In summary, the viscosities of nanocomposites and hybrid composites with modified filler particles are on a low level, independently of filler load and filler morphology. When Aerosil OX 50 is incorporated into nanocomposites, the influence on viscosity is also rather low because of the reduced amount of hydrophilic silanol groups on the particle surface.
Photopolymerization kinetics and double bond conversion
Photopolymerization kinetics and double bond conversion were investigated to determine the influence of the unmodified and modified nanoporous nanoparticles on the polymerization process, which in turn influences the mechanical properties. The method to characterize methacrylate-based dental composite materials with NIR spectroscopy was introduced by Stansbury and Dickens  and evaluated by Kerbouch et al. 

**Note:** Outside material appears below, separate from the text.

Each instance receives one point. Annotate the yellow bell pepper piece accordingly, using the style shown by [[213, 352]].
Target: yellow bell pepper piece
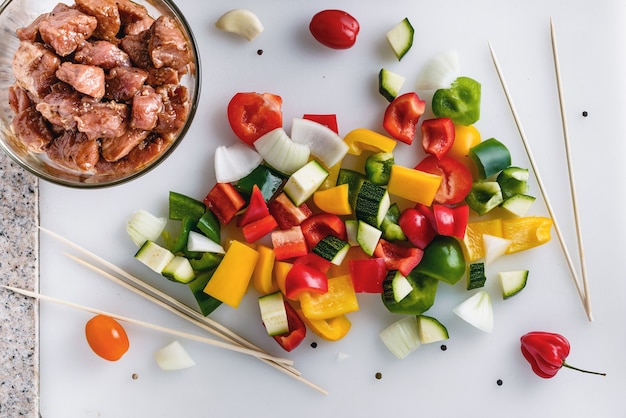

Figure 4A shows the vinyl double-bond conversion for the nanocomposites lying in the range between 68 and 80%. For small amounts of unmodified nanoporous nanoparticles in the nanocomposites, the resulting conversion is comparable to that of neat resin. However, incorporation of larger amounts of unmodified anisotropic nanoparticles results in a decreased double-bond conversion (down to 70.0% for 10 wt% filler). In contrast, using modified anisotropic nanoporous particles with a hydrophobic methacryloxypropyl modification leads to an increased double bond conversion of approximately 77% for samples with 1–5 wt% (p<0.05) added filler. However, the incorporation of larger amounts of these nanoparticles results in decreasing double-bond conversion (71.8% at 10 wt% filler).
The results for hybrid composites, as shown in Figure 4B, indicate double-bond conversion between 55 and 75%. While incorporation of unmodified or modified anisotropic nanoporous nanoparticles leads to reduced conversion, the use of modified spherical nanoporous nanoparticles results in stable double-bond conversion rates of approximately 72%. However, improved double-bond conversion upon incorporation of modified nanoporous nanoparticles, as observed for the nanocomposites, was not detected.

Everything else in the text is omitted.